As a fitting followup to yesterday's post on Sony's DRM shenanigans, today Eliot Spitzer announced his own interest in the case. Spitzer, the New York Attorney General, has gone on record as saying that he is not pleased with Sony. The source of Spitzer's displeasure is the fact that Sony's XCP-protected CDs are still easily available at retail.

"It is unacceptable that more than three weeks after this serious vulnerability was revealed, these same CDs are still on shelves, during the busiest shopping days of the year," Spitzer said in a written statement. "I strongly urge all retailers to heed the warnings issued about these products, pull them from distribution immediately, and ship them back to Sony."

Spitzer sent a group of investigators "disguised as customers" (presumably in North Face coats and false mustaches) to local stores that included Circuit City, Best Buy, and Wal-Mart. None of them had any trouble purchasing XCP-protected discs, even though Sony announced that they had all been recalled.

This isn't the first time Spitzer's tangled with Sony. He went medieval on them earlier this year over charges of a "payola" scheme involving radio play and promotion, and Sony coughed up a cool ten million to settle.

Despite the fact that the XCP rootkit has been in the headlines of late, it's important to note that Sony uses other forms of DRM as well, some almost as nasty. SunComm's MediaMax software also comes as a free bonus on selected Sony discs, and because SunComm knows how much you want their DRM on your computer, they've gone ahead and given you an early Christmas present: MediaMax installs itself on your PC even if you decline the license agreement.

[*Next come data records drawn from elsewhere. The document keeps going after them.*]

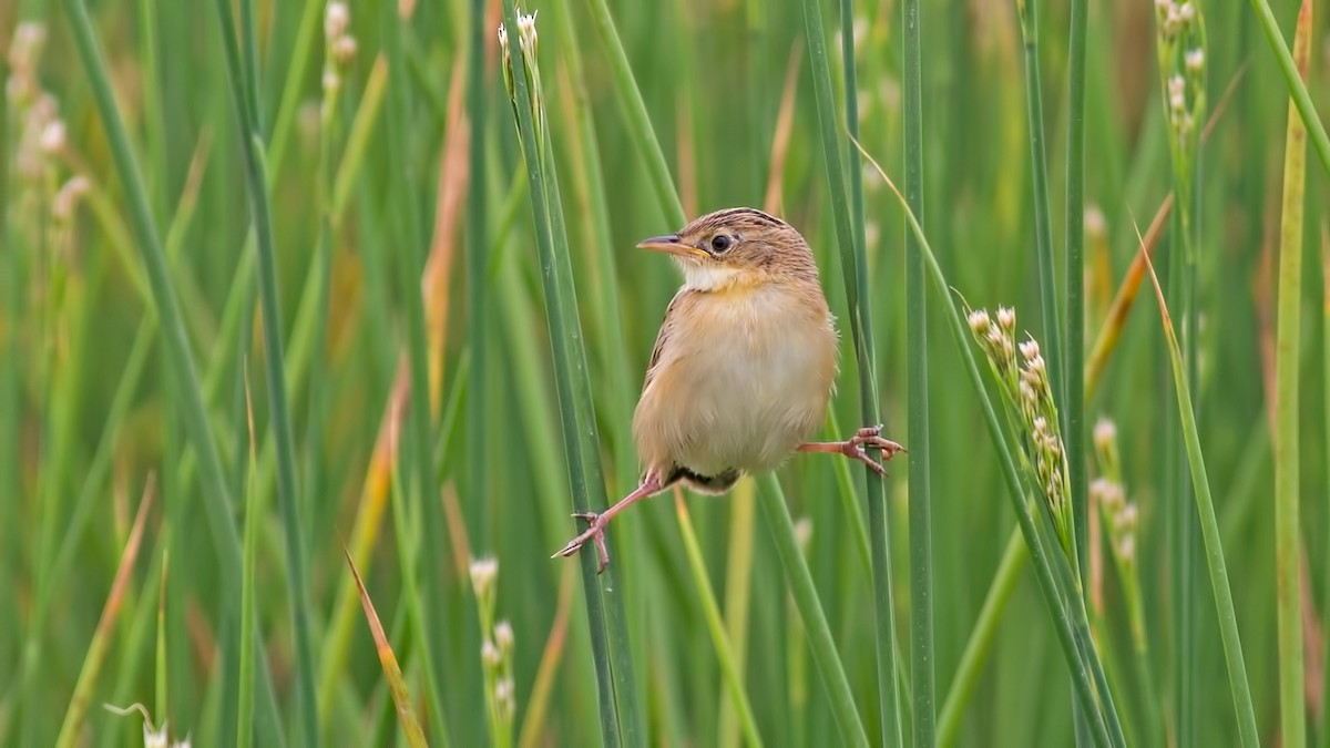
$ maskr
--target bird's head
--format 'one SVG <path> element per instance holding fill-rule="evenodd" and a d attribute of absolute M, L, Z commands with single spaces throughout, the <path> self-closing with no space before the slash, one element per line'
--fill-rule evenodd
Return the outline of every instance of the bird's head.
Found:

J. Alex Halderman lays out the evidence on his blog, Freedom to Tinker, and shows that MediaMax does three things more characteristic of spyware than of legitimate code:

  • Is installed onto the computer without meaningful notification or consent, and remains installed even if the license agreement is declined;
  • Includes either no uninstall mechanism or an uninstaller that fails to completely remove the program like it claims;
  • Sends information to SunnComm about the user?s activities contrary to SunnComm and Sony statements and without any option to disable the transmissions.

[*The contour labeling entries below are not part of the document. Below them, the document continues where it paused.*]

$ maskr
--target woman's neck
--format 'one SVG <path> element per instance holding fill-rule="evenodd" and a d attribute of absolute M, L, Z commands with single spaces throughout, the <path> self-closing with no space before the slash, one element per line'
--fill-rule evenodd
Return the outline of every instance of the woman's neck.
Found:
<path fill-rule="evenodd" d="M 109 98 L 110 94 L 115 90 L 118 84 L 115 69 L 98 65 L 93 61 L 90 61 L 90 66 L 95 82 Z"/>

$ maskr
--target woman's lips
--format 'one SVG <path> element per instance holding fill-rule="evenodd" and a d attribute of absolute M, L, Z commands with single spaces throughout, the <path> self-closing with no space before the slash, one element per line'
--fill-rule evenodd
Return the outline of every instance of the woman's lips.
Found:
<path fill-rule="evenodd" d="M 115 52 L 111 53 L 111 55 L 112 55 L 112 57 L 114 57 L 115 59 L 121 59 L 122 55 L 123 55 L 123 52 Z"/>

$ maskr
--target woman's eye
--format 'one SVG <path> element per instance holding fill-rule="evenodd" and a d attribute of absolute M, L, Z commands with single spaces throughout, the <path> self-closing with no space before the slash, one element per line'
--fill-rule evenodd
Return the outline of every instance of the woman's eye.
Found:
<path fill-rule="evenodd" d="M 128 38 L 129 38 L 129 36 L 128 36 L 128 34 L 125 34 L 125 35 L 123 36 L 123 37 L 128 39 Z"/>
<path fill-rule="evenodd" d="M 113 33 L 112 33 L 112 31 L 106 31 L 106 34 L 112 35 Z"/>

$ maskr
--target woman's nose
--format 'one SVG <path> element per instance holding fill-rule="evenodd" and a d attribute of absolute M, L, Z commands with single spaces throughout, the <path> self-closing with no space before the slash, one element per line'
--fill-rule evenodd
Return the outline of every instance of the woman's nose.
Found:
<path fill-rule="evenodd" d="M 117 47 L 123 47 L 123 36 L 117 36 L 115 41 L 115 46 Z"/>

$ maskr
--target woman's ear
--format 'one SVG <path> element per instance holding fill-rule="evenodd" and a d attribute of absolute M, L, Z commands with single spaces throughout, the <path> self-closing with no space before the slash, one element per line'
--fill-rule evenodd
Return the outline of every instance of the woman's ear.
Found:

This sort of nonsense isn't new; it was making people angry as far back as 2002, when a fitting rant against coders who write this garbage appeared on the Pigdog Journal. From the most family-friendly section of the diatribe:

"Look at you. Look at yourself. Look at what you've BECOME. Your job is writing code to BREAK PEOPLE'S COMPUTERS if they dare to put a CELINE DION CD into their disk drive. Is this what you always wanted? Is this what you went to school for? Is this what we've all -- all of us, every other hacker and programmer and geek and computer person -- is this what we've all helped you to do?"

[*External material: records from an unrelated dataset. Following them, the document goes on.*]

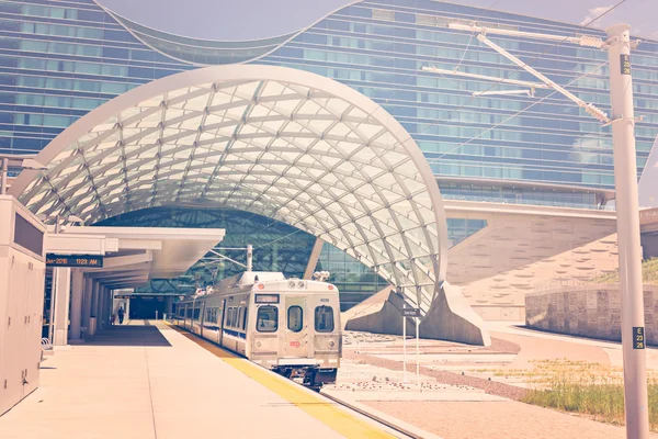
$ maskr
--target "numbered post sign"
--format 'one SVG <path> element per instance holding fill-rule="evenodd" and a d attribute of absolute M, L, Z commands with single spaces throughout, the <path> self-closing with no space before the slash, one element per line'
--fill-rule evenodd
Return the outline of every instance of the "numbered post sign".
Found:
<path fill-rule="evenodd" d="M 644 348 L 645 348 L 644 327 L 634 326 L 633 327 L 633 349 L 644 349 Z"/>
<path fill-rule="evenodd" d="M 420 308 L 402 308 L 404 317 L 420 317 Z"/>
<path fill-rule="evenodd" d="M 620 57 L 622 58 L 622 75 L 631 75 L 631 55 L 622 54 Z"/>

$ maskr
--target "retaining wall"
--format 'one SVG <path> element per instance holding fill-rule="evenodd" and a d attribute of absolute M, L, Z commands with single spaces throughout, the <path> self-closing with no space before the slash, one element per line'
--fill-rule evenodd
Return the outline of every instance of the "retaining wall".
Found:
<path fill-rule="evenodd" d="M 645 334 L 658 345 L 658 285 L 644 285 Z M 525 296 L 525 324 L 535 329 L 621 341 L 619 284 L 569 285 Z"/>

Oddly enough, most of this DRM is trivial to circumvent. You can play the disc in a Mac, you can disable Autorun on Windows, you can put tape on the outside of the disc, you can use a marker, you can record from your home stereo... and the list goes on. It's not a great piracy deterrent, but it sure makes customers mad, and mad is good. One of the things that music execs want to accomplish in the short term with their DRM strategy is to put pressure on Apple to open up the iPod and its Fairplay DRM. The thinking (if you can call it that) apparently goes like this: angry customers can't rip a CD to their iPod and fire off a nasty note to Apple about how unhappy they are. Apple then caves, licensing Fairply or agreeing to support Windows Media. As one label executive told Variety, the hope is that when the great unwashed masses find themselves thwarted by DRM,

"Maybe they'll send Steve Jobs an e-mail."

Sony wants to turn its customers into a pressure group that will generate enough smoke and heat to crack Apple's stranglehold on the iPod, and DRM is one of the tools they're using to get the job done. It sounds strange, but does Sony want their customers angry?